Altro che Viaggi viaggini jakson si e altre mille pagliacciate.


----------



## Snake (22 Giugno 2015)

Admin ha scritto:


> Secondo quanto riportato da AS e da tutti gli altri media, italiani compresi, Jackson Martinez è ormai un giocatore dell'Atletico Madrid. Tra le parti, l'accordo è totale. Il Porto riceverà dagli spagnoli l'importo dell'intera clausola, 35 milioni di euro, in un'unica soluzione.
> 
> Il giocatore, dunque, si trasferisce in Spagna. Sfumata definitivamente l'ipotesi Milan.



Vietto-Martinez-Griezman

non male


----------



## Jino (22 Giugno 2015)

E' chiaro per me alla base di questa decisione ci sia la coppa dei campioni, una realtà come Madrid che da anni gira a meraviglia a differenza nostra. Per convincerlo c'era solamente una strada da percorrere, garantirgli un ingaggio fuori logica, cosa che non abbiamo voluto fare.


----------



## Renegade (22 Giugno 2015)

Incredibile come l'Atletico sia divenuta una squadra d'elite, se non una big. Mi fa piacere per loro.


----------



## kollaps (22 Giugno 2015)

Renegade ha scritto:


> Incredibile come l'Atletico sia divenuta una squadra d'elite, se non una big. Mi fa piacere per loro.

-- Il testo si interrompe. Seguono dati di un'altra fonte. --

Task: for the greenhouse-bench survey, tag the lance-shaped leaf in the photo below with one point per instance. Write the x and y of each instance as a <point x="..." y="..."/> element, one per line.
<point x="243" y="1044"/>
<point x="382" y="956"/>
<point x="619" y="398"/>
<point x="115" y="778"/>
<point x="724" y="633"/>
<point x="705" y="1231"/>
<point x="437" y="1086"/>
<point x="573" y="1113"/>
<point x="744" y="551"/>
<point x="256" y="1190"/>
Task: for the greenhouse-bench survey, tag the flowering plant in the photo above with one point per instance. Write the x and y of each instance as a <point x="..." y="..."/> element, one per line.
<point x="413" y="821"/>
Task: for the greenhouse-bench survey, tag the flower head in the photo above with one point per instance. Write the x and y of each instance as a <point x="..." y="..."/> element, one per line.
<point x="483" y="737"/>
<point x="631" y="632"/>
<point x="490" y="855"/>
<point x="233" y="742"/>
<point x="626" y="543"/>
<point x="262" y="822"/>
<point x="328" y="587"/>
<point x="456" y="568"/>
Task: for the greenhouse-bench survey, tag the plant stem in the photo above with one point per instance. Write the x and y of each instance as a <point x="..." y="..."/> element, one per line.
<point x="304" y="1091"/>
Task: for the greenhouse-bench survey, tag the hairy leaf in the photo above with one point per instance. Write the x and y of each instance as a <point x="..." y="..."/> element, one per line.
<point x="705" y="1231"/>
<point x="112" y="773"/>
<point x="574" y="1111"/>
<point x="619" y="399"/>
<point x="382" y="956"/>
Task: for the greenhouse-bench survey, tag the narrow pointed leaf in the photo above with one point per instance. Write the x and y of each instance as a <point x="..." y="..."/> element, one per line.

Merito della Doyen...tanto bistrattata in questo forum e dai tifosi.
Io ho detto: aspettiamo. I colpi arriveranno anche da noi.
L'Atletico è arrivato in finale di CL con nessun nome di spicco internazionale, lo sono diventati col tempo...sono state scommesse vinte.


----------



## MaggieCloun (22 Giugno 2015)

Admin ha scritto:


> Secondo quanto riportato da AS e da tutti gli altri media, italiani compresi, Jackson Martinez è ormai un giocatore dell'Atletico Madrid. Tra le parti, l'accordo è totale. Il Porto riceverà dagli spagnoli l'importo dell'intera clausola, 35 milioni di euro, in un'unica soluzione.
> 
> Il giocatore, dunque, si trasferisce in Spagna. Sfumata definitivamente l'ipotesi Milan.



Bruttissimo colpo per noi tifosi altro che Kondo, non ho parole, proprio vero che fino a quando non c'è la firma per noi è fumo.


----------



## mr.wolf (22 Giugno 2015)

vogliamo ricordarlo così...


----------



## Renegade (22 Giugno 2015)

kollaps ha scritto:


> Merito della Doyen...tanto bistrattata in questo forum e dai tifosi.
> Io ho detto: aspettiamo. I colpi arriveranno anche da noi.
> L'Atletico è arrivato in finale di CL con nessun nome di spicco internazionale, lo sono diventati col tempo...sono state scommesse vinte.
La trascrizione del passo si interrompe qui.